Volviendo a la referencia anterior sobre la integración poética de los mundos, sorprende además como el arte nos lleva a esas sincronías que el Maestro Jung nominaba como sincronicidad, en el hecho de que, así como el pintor y poeta Louis Janmot en su monumento señalado ·”El poema del alma” integraba imagen visual con imagen poética, el autor de este monumento que ahora señalamos, ejecuta igualmente una integración conmovedora de imagen poética con las imágenes visuales, a través de las catorce miríficas fotografías del fotógrafo Luis Salamé. En estas imágenes aparece de manera constante lo femenino en su cualidad de arquetipo de ánima y más concretamente el ánima del autor —que también podría ser la del lector—, en sus muy diversas advocaciones. Lilith, Inana, Eva, María, Atenea, Ariadna o Beatrice. En este caso, y tratándose del héroe y su nostos, al igual que Odiseo, esos arquetipos: Circe, Nausica, Calipso, la madre en el inframundo y Penélope, irán guiando y acompañando, al autor en su viaje lleno de elementos iniciáticos, con el simbolismo de tentación, seducción, pureza y luz, al modo de Ariadna con su hilo conductor que guía al héroe desde el inframundo a la luz, o de Beatrice que lo espera con certeza en la propia luz del paraíso. Jaime López-Sanz ofrece una lectura profundamente simbólica y psicológica del vínculo entre el arquetipo del héroe, hombre o, en este caso poeta que regresa a sí mismo y el ánima que en ese recorrido aparecerá bajo múltiples advocaciones — diosa, maga, hechicera, doncella, madre terrible, seductora y guardiana del misterio — En estas imágenes, el poeta nos expone la confrontación necesaria entre el yo y su sombra femenina, pues no podrá completarse sin atravesar el territorio del ánima hasta llegar al centro antes sombrío, y donde lo espera ahora una forma más integrada del ánima: joven, vulnerable, pero abierta al vínculo.
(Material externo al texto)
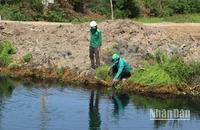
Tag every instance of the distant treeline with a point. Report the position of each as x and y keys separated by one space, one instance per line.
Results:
x=63 y=10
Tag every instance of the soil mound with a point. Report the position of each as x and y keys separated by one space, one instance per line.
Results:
x=67 y=45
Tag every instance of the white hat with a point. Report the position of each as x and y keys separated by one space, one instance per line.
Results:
x=93 y=24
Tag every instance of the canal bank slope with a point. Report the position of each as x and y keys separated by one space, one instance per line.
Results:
x=65 y=45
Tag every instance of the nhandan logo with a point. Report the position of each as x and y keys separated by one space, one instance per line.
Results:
x=174 y=114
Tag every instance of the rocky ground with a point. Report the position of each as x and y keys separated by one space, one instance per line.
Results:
x=67 y=45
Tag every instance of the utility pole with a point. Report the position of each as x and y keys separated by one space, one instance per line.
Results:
x=111 y=8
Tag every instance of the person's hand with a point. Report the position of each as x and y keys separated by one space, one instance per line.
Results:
x=114 y=80
x=99 y=48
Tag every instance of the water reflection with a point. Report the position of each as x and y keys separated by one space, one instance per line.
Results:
x=44 y=111
x=59 y=107
x=94 y=115
x=120 y=102
x=6 y=87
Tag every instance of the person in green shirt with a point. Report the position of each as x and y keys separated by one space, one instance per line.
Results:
x=95 y=44
x=120 y=69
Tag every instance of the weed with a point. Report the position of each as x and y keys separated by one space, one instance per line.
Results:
x=6 y=50
x=102 y=72
x=27 y=57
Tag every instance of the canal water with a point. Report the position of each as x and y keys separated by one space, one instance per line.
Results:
x=48 y=106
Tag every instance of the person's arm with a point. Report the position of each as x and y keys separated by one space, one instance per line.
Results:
x=100 y=38
x=121 y=66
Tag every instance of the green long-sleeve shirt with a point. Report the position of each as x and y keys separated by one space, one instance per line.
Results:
x=95 y=38
x=121 y=65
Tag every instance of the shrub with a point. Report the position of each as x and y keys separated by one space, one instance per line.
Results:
x=27 y=57
x=167 y=71
x=6 y=50
x=102 y=72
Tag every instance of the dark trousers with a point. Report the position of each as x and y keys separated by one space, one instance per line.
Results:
x=125 y=73
x=94 y=53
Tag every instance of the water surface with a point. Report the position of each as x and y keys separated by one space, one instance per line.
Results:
x=42 y=106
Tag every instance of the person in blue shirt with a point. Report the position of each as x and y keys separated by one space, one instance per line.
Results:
x=120 y=69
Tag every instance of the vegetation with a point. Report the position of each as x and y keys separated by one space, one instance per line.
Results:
x=166 y=72
x=102 y=73
x=80 y=10
x=6 y=50
x=27 y=57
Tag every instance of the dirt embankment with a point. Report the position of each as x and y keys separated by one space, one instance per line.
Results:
x=56 y=45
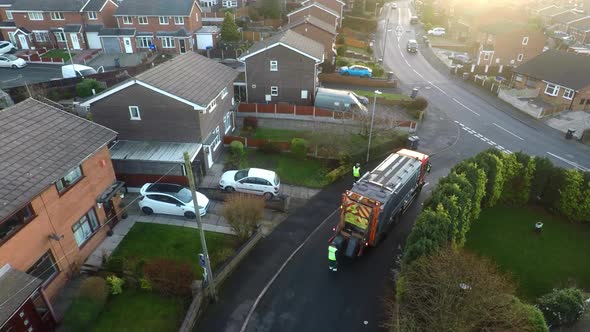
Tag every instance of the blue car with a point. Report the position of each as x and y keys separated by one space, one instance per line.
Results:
x=355 y=70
Esa dualidad, que la poesía trata de unificar de nuevo, ese viaje y ese nostos hacia el centro de nosotros mismo y en donde todo encuentra por fin la unidad perdida, en el libro de José Tomas Angola está intensamente expresada en la integración de palabra e imagen fotográfica. La inquietante y, a veces sosegada presencia de lo femenino y del ánima encarnada en una doncella que lo preside y a la vez oculta todo, develan el misterio de este viaje poético e iniciático en busca del origen. La primera palabra, el primer aliento, es el Verbo, cuya elipsis anímica terminará siendo también la última palabra. Sin embargo, al llegar transfigurados a ese centro, el poeta —y también el lector o el contemplador—deberán errar solitarios, ayuntando con la tierra en busca de su ánima perdida, su verdadera mitad, su integración final y fecundadora, guiados por el ovillo o por el hilo de la luz celestial y por la cartografía del alma, estableciendo así el centro de su autogeografía, para luego, ya iluminados, partir de nuevo devenidos en viento y fuego, siguiendo la llamada del impuntual verano y el insecto, la llamada del calor que huele a humo, como el novio del incendio que arrasa a lo lejos, con las aguas de una lluvia que no llega, y el batir de las hojas de una palma seca… perdidos entre el sopor y el estío, buscando palabras, lejos de aquí, en donde serán apenas brizna liviana y modesta, memoria repudiada de un país ardido.